A wave of recognition swept her to her very soul, yet she knew with a terrible certainty that she had never seen him in all her fourteen years.
"Father...?" She ventured, her foot taking an uncertain step forward. It was then she relised her surroundings. She was surrounded by palette of soft whites, all slightly different in texture. Here or there she saw hints of shapes, but
whatever was out there was keeping itself hidden.
"Where am I?" She murmured, confused.
"Hush Tamia, all will become clear in time." Her father's voice was warm and tender, yet guarded.
"but father..." She took a step towards the lost parent. He waved her back, regret showing in his eyes.
"I cannot. Not here. There are... others." he looked away, tears shining. "You look just like your mother." His voice cracked. "What I would have done to go back to her that day." He shook his head.
Turning to her, her raised a hand. "You must go. We will meet again when we are unobserved."
Tamia's head burst with unanswered questions. She looked at the pale ivory clouds far below her.
Where had he gone?
Why?
Those days of sitting at the window wondering haunted her. She looked up at him, a protest forming on her lips.
He was gone.
Behind her, shadow leapt.
Tamia sat bolt upright, unable to say what caused her heart to race and her mind to panic.
She held her head as overwhelming pain hit her, wave after wave, in time with her heartbeat.
"My head!" she gasped, struggling to get to her feet on legs unable to
comply as she would like. She eventually dragged her self to her feet, and once she stopped trembling she raised her head, pondering. Her reflection caught her eye in a polished brass plate.
"Father..."
Tamia fingered her small, pointed ears. Her hair, the pale colour of
driftwood, was straight and fine. Her mouth was set and determined,
yet slightly curved upwards as if she she was smiling at some jest no-one else could hear or understand.
Then recollection hit her.
"Ma!" She cried, spinning on her heel, all pain forgotten.
Her mother was slumped against the wall, as limp as a soliti in winter hibernation.
Tamia shook her roughly, desperation creasing her face. "Ma, wake up ma! don't do this to me!" Tear slid down her face, making her look like a child.
"Tamia..." a gasp from her mother rose tamia from her keening. "Tamia, my necklace... take it for me..." Tamia was shocked "Mother!
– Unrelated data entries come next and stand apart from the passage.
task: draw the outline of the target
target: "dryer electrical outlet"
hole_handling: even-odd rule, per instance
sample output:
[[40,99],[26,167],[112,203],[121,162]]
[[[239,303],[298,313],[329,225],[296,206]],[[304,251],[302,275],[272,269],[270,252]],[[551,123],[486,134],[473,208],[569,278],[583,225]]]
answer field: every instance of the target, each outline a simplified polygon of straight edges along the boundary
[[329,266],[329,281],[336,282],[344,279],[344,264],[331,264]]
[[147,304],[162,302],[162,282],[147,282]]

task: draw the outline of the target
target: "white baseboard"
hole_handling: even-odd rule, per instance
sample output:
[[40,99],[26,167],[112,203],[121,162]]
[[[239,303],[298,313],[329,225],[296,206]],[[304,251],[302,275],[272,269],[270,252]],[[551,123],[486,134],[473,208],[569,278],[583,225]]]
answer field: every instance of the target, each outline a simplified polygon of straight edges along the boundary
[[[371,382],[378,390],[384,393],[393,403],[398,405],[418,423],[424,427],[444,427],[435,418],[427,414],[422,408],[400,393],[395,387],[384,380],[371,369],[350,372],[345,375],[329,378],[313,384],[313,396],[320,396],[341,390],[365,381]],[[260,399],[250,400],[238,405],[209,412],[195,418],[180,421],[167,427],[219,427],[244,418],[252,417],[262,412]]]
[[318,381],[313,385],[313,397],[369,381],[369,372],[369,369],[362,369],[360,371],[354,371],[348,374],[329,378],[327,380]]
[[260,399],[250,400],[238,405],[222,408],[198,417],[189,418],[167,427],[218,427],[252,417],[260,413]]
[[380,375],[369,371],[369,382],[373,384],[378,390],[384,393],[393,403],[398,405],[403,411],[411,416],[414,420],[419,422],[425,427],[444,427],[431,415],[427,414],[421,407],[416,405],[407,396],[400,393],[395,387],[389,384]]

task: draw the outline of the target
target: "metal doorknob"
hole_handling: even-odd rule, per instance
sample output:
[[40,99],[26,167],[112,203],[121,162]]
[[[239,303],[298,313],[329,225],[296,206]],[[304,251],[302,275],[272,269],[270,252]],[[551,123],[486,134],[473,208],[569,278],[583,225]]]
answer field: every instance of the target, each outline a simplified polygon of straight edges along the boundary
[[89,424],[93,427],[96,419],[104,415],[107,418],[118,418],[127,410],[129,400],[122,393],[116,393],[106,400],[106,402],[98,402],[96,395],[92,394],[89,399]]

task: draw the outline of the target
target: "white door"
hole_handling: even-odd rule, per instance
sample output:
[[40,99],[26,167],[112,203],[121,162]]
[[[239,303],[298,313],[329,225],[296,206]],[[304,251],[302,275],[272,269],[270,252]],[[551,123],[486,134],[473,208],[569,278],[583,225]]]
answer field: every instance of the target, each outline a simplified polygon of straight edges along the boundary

But, Its yours! you'll be fine mother... just hang on!"
Tamia more begged then believed.
"Tamia... take the necklace. Anything of value-" she halted, gasping for breath.
"Ma I saw father! Please mother just hand on." Hysteria crept into her voice as she gazed on her mother's passive face. It seemed she didn't mind that she was dieing. "You will be fine, and it will be the same Ma! maybe father will come back to us, maybe... maybe..." Her voice trailed off, uncertain.
"No Tamia, take my necklace find... your father. I am finished. Go sweetling..." Her last words trailed off as her eyes grew dim as all of her bright life left her. All the laughter, the cheer and the steely determination Tamia relied on left her, her body no more then a decaying shell.
The days off sitting with her mother, listening to her wisdom of the wider world from her days traveling as a bard, over.
No more self-defense practice with her wily parent.
No more laughter while doing the washing.
Tamia raised her head in high, almost animal keening for her beloved mother.